Monitor the processing job in the SageMaker console

The Processing jobs list and job details pages show the job name, status, instance type, entry point, input S3 URI, output configuration, and logs. Use the console to troubleshoot and view container logs.
A screenshot of the Amazon SageMaker console showing the "Processing jobs" list with job names, ARNs, and creation times. A hand-shaped cursor is pointing at one of the scikit-learn processing jobs.
A screenshot of the Amazon SageMaker console showing details for a processing job named "sagemaker-scikit-learn-2025-05-05...". The page displays job settings including status (InProgress), ARN, IAM role, instance type (ml.m5.large) and other configuration fields.
A screenshot of the AWS Management Console (Amazon SageMaker) showing a processing job details page with input/output configuration, S3 URIs, and local paths. The left-hand navigation pane lists SageMaker sections like JumpStart, Processing, Training and other AWS services.

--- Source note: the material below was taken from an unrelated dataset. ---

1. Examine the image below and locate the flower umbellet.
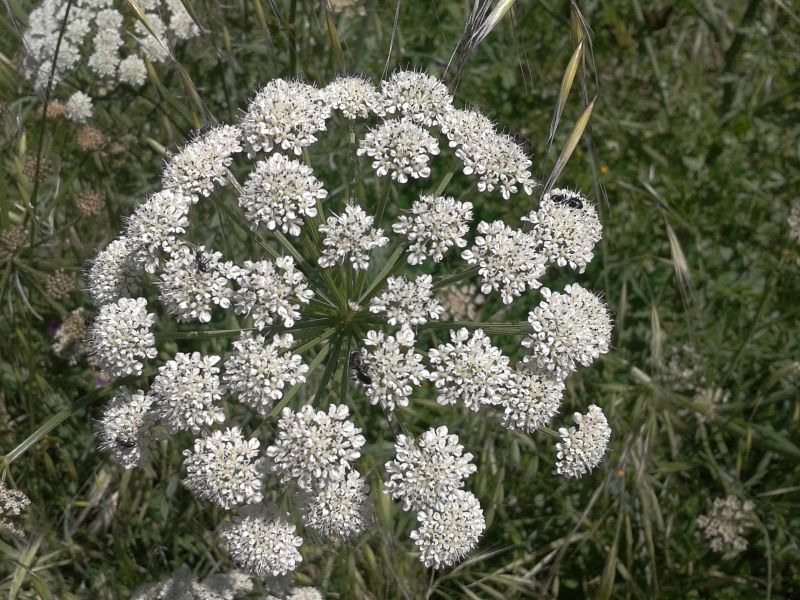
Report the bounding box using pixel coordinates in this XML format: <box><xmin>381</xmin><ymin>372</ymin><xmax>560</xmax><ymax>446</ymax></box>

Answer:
<box><xmin>87</xmin><ymin>71</ymin><xmax>611</xmax><ymax>576</ymax></box>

Verify processed output in S3

When the processing job completes, the processed CSV will be written to the S3 output path you specified. Verify the object in the S3 console and download it back to the notebook for inspection.
A screenshot of the Amazon S3 web console showing the "processed_data/" folder with a single object: "processed_house_data.csv". The file entry shows type CSV, last modified timestamp, and file size.
Download the processed CSV and inspect it in pandas:
# Download the processed file from S3 and display it
s3_path = f"s3://{bucket}/processed_data/processed_house_data.csv"
S3Downloader.download(s3_path, ".")

df_processed = pd.read_csv("processed_house_data.csv")
df_processed.head()
You should now see:
  • the previously engineered features (total_rooms, price_per_sqft)
  • scaled numeric feature (sqft_scaled)
  • one-hot encoded property type columns
  • the newly added postcode_target_encoded column (mean price per postcode)
For model training, you may choose to drop the original postcode column and keep postcode_target_encoded instead.
A presentation slide titled "Demo Steps" showing eight numbered steps of a data-processing workflow, from "Open Notebook" and "Load dataset" to configuring and monitoring a processing job and saving validated processed data.

Summary

  • Use Jupyter/pandas and scikit-learn for interactive feature engineering and quick experimentation.
  • For repeatable or computationally heavy transforms (e.g., target encoding, large-scale feature generation), use SageMaker Processing jobs (SKLearnProcessor) to run scripts in managed containers.
  • Processing jobs copy inputs into the container (commonly /opt/ml/processing/input) and expect outputs under /opt/ml/processing/output; map S3 paths using ProcessingInput and ProcessingOutput.
  • Store inputs and outputs in S3 so compute resources can be terminated when jobs finish and results persist.
A presentation slide titled "Summary" listing four key points about feature engineering: interactive processing with Jupyter/pandas, batch processing using SageMaker, SageMaker SDK (SKLearnProcessor) for running processing jobs, and S3 as the recommended storage. The slide shows numbered turquoise markers (01–04) on a light right panel and a dark left sidebar with the title.

Next steps and references

  • Consider creating a SageMaker Training job that consumes the processed data for model training and hyperparameter tuning.
  • Explore additional encoding strategies (target smoothing, leave-one-out encoding) for high-cardinality categorical variables.
Useful references: That wraps up this demonstration lesson. A companion lecture is available that explains creating a SageMaker training job to consume prepared data for model training.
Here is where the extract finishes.